In the kitchen, he sliced a couple of apples, added some grapes to the plate, a few peppered water crack
ers and some of the imported French cheese that Sue always kept on hand, then carried the plate and a glass of water back into the living room.
Maddie beamed with delight when he returned, which sent a little burst of warmth through him, as if he had stepped into a sunbeam. Her mother, on the other hand, looked less than thrilled and even a little surprised, as if she hadn’t really expected him to follow through.
Who had disappointed her so badly? Her husband? Questions about the man simmered just below the surface. He wanted to ask what had happened to him but he couldn’t do that with Maddie there.
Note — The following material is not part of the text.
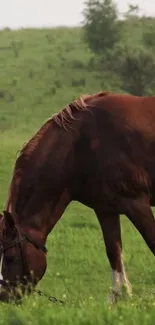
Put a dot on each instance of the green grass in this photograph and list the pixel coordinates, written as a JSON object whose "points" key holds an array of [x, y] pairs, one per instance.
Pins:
{"points": [[38, 78]]}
“Do you want anything?” He held the plate out to both of them. Eliza shook her head but her daughter reached for an apple wedge and a piece of cheese.
“Any idea where Sue might be?” he asked.
“Lying down, I hope. She had a migraine so I urged her to take a rest. I hope that’s okay.”
He stared. “Okay, what’s your secret? You actually persuaded Sue to stop for five minutes in the middle of the day? How on earth did you manage that?”
“It wasn’t hard. It helped that she really didn’t feel well. I told her she wouldn’t be able to take care of anyone if she didn’t care for herself first. That seemed to do the trick.”
“And you don’t see the irony here? The day after being hit by an SUV, you won’t be persuaded out of wearing yourself out by decorating a Christmas tree.”
“This is fun, not work,” she said, with that appealing blush soaking her cheekbones again.
He could quickly grow addicted to teasing out that color.
The thought and the sudden fierce, simmering attraction beneath it unnerved him.
What was the matter with him? She was lovely, yes, with that soft spill of hair, those big green eyes framed by the dark fringe of lashes, the little tracery of pale freckles on her nose. But he could think of a dozen reasons why he had no business wanting to lick the very center of that plump bottom lip, to explore those luscious curves and nuzzle that soft curve of her neck.